I am @ here alive
Anna Leonowens Gallery, Halifax, Nova Scotia
I am @ here alive was the culmination of Hawrysio’s 2014 residency, part of the NSCAD University (Nova Scotia College of Art and Design) Visiting Artist Series. The exhibition, which wove together earlier print and video pieces with work created specifically for the exhibition, reflects her longstanding commitment to pushing the conceptual boundaries of printmaking with both humour and rigour.

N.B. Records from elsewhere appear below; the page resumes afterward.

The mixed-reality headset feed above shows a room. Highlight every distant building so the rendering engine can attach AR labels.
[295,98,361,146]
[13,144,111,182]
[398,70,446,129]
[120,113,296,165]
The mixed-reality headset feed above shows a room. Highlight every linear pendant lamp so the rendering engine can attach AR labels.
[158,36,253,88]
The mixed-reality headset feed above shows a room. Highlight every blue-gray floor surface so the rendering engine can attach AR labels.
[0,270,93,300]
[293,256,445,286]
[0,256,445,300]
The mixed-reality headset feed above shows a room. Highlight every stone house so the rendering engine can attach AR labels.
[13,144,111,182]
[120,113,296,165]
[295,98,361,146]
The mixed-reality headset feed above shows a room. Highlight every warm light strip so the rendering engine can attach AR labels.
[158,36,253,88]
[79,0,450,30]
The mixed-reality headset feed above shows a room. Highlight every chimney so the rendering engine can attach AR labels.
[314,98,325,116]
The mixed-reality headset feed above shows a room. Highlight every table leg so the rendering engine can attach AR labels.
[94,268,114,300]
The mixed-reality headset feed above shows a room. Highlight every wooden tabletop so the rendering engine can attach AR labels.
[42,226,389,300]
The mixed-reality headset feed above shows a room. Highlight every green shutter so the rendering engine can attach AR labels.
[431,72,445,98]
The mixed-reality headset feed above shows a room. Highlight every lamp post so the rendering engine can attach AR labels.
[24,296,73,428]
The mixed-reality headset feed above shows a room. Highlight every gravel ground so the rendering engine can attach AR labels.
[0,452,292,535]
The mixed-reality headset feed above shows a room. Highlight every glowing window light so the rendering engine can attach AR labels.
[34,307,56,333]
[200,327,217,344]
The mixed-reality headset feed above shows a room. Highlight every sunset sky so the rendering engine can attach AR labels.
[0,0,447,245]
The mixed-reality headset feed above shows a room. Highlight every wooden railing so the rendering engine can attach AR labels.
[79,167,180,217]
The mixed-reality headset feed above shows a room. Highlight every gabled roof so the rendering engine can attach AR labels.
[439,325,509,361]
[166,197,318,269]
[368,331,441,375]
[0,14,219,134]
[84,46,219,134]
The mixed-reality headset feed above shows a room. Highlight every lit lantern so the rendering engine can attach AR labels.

Central to the installation were large sheets of paper running sequentially across the gallery walls — ink rubbings taken directly from the walls of Hawrysio’s studio in Camberwell, South London. These prints functioned as a topographical map, transplanting the irregularities and extrusions of her lofty but rough-edged workspace onto the pristine gallery walls. Subtle scratch marks around the gallery’s circumference, achieved by running her nails against carbon paper affixed to the walls, unified the space, a sort of trail of crumbs leading visitors from one piece to another.
Hawrysio’s approach is deeply rooted in conceptual and social art practice, influenced by the open-ended processes of Joseph Beuys and the machine-led aesthetics of Sol LeWitt. Her practice treats mark-making not merely as a technical process, but as a method of “measuring time” and capturing the “spontaneity of site-specific mark-making”. Another element of this installation was a mark-making device she built — a mechanical arm with a false eyelash that smeared ink onto the interior of a Perspex vitrine at random intervals.
For Hawrysio, printmaking is an interdisciplinary tool used to explore “the indeterminate play of meaning”. As she noted in an interview for Visual Arts News during the residency, her work seeks to extend the theoretical discourse of print, challenging the habitual marginalisation of the medium and moving it into a “post-modern terrain” where the artist’s touch and technical process become a form of site-specific social engagement.